Домой Салабину звонит дружище Ласкарёв: Гена, кровь из носу, прими, будь другом, сорок человек датчан с круизного судна. Прямо сегодня, до начала твоих мероприятий... Мы вовремя их увезём! Вот-так надо!

- Сорок человек?! Это же орда! У нас молодёжная группа по договору, мест не хватит!

- Да ну, всегда найдётся выход... Каких-то сорок скромных датчан! Мы сколько лет друг друга знаем?

- Ладно, привози. Но не жди особого комфорта.

- Да о чём речь!

Перезваниваю в клуб дежурной бабуле:

- Мария Васильевна, сегодня будет ещё группа датчан от Ласкарёва...

- Да, он звонил! – подтверждает бабуля. – В двадцать часов – семьдесят человек!

- Что?! – закричал сам не свой Салабин. – Когда он вам звонил?

- Да около часу назад. Сказал, что с вами согласовано.

Итак, не сорок – а семьдесят. Не до начала мероприятий, а одновременно с моряками. Ну, Ласкарёв! Мало тебя ещё я знаю. «Кровь из носу!» Ну, погоди...

 

...Вот он входит опять в Интерклуб, брызжа неизбывным оптимизмом. С ним моложавые скоблёные москвичи, их сразу узнаешь. Блестящие костюмы, холёные лица, очки надменного дизайна. Улыбочки на замочках-молниях.

Салабин знает, что в Город прибыло его прямое профсоюзное «начальство» из Москвы... Похоже, Лёва их успел перехватить, старых своих приятелей, чтобы показать своё неубывающее влияние на прежней территории...

Моё приближение тут же замечено. Лёва берёт меня в клещи:

- Товарищи! – в его голосе вдохновение. – Представляю вам директора Интерклуба: Салабин Геннадий Серафимович!

Что с ним поделаешь – витийствует, шельмец!

Каждый москвич суёт мне вялую ладонь и невнятно бормочет. Начальство, но инкогнито.

А Лёва включает форсаж:

- Виднейший специалист по внешнеэкономической деятельности! Владеет четырьмя языками! Защитил диссертацию... Или ещё не защитил? – со смехом оборачивается ко мне.

- Гости невозмутимы как динозавры из музея.

- Ну что – кофе нальёшь? – ближе к делу приступает Ласкарёв.

- Если ты про кофе – то налью! – отвечаю в тон, самым исчерпывающим образом. Кому знать, как не ему, насколько безнадёжны стали нормы представительских расходов.

Лев Сергеич дождался кофе на стол и, оставив меня с москвичами, заговорщицки потёк вслед за буфетчицей Женей.

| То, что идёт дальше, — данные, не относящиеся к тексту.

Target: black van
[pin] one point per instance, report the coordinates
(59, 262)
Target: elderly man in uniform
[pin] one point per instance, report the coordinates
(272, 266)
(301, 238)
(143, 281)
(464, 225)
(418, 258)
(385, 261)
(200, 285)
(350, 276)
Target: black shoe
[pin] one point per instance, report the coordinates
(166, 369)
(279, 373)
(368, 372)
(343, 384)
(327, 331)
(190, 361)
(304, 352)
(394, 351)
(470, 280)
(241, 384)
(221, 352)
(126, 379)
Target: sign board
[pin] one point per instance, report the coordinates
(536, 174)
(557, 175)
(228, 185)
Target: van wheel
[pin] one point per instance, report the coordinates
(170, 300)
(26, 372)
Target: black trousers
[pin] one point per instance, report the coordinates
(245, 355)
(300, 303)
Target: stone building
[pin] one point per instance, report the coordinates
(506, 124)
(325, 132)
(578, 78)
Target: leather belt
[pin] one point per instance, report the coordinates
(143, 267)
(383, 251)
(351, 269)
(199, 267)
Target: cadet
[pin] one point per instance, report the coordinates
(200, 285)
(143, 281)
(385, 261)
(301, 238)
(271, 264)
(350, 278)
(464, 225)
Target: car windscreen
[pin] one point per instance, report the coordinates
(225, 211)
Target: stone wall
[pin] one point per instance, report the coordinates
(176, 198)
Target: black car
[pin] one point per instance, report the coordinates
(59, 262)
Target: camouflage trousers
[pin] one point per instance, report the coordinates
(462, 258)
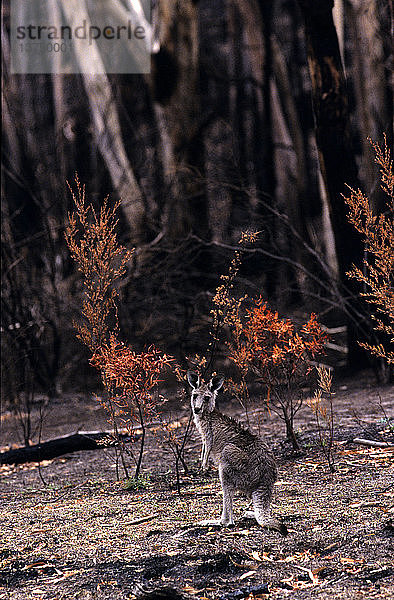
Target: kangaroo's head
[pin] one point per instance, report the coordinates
(203, 394)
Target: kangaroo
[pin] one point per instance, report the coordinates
(245, 463)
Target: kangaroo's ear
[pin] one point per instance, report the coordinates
(216, 383)
(193, 379)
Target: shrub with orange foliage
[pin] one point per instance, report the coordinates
(278, 354)
(130, 379)
(376, 274)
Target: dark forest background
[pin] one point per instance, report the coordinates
(254, 116)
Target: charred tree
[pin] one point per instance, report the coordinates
(336, 153)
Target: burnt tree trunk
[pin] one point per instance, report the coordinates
(336, 154)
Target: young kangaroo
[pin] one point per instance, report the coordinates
(244, 462)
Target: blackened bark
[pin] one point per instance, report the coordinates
(335, 149)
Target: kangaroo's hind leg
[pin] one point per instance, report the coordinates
(261, 499)
(228, 493)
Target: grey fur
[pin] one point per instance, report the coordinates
(244, 461)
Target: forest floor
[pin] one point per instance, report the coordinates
(69, 530)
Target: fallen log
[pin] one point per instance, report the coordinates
(370, 443)
(75, 442)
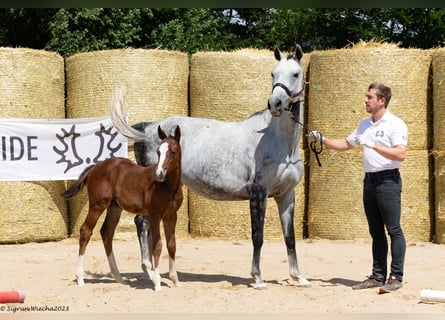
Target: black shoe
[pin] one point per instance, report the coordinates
(368, 283)
(391, 285)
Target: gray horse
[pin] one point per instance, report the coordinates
(253, 159)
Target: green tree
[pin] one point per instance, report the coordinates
(89, 29)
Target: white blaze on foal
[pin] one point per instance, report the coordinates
(160, 170)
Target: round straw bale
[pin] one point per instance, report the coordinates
(335, 209)
(231, 86)
(339, 80)
(32, 85)
(156, 83)
(417, 198)
(439, 99)
(439, 192)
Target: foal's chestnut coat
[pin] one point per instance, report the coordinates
(154, 191)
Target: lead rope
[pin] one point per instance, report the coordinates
(313, 146)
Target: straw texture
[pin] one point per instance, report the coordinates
(231, 86)
(156, 83)
(338, 82)
(439, 141)
(32, 86)
(439, 200)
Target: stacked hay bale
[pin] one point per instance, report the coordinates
(32, 86)
(156, 83)
(439, 141)
(339, 81)
(231, 86)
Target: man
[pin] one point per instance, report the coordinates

Извиняюсь перед гостями, что кофе только растворимый. Едва ли это в их власти – изменить что-либо к лучшему. Они кивают. Их очки благодушно роняют блики на стол. Ласкарёв уже с нами опять. В графине водка, подкрашенная апельсиновым соком. Лоснятся лососем бутерброды...

С Лёвой будем разбираться наедине. Так ли он старых московских приятелей любит, что берёт расходы на себя, или полагает, что это моё новое «начальство» – стало быть, моё бремя? Тогда он плохо меня знает. А гости мне становятся подозрительны: не задали ни одного вопроса в пределах своей компетенции.

Завязывается разговор, не очень мне понятный... Постепенно уясняю себе, что «господа офицеры» (да простят меня офицеры настоящие!) вдаются в лирические воспоминания об океанских круизах... или «проверках» океанских лайнеров...

Узнаю, нюхом чую хлестаковых, хотя сам-то Хлестаков никаким ревизором и не был.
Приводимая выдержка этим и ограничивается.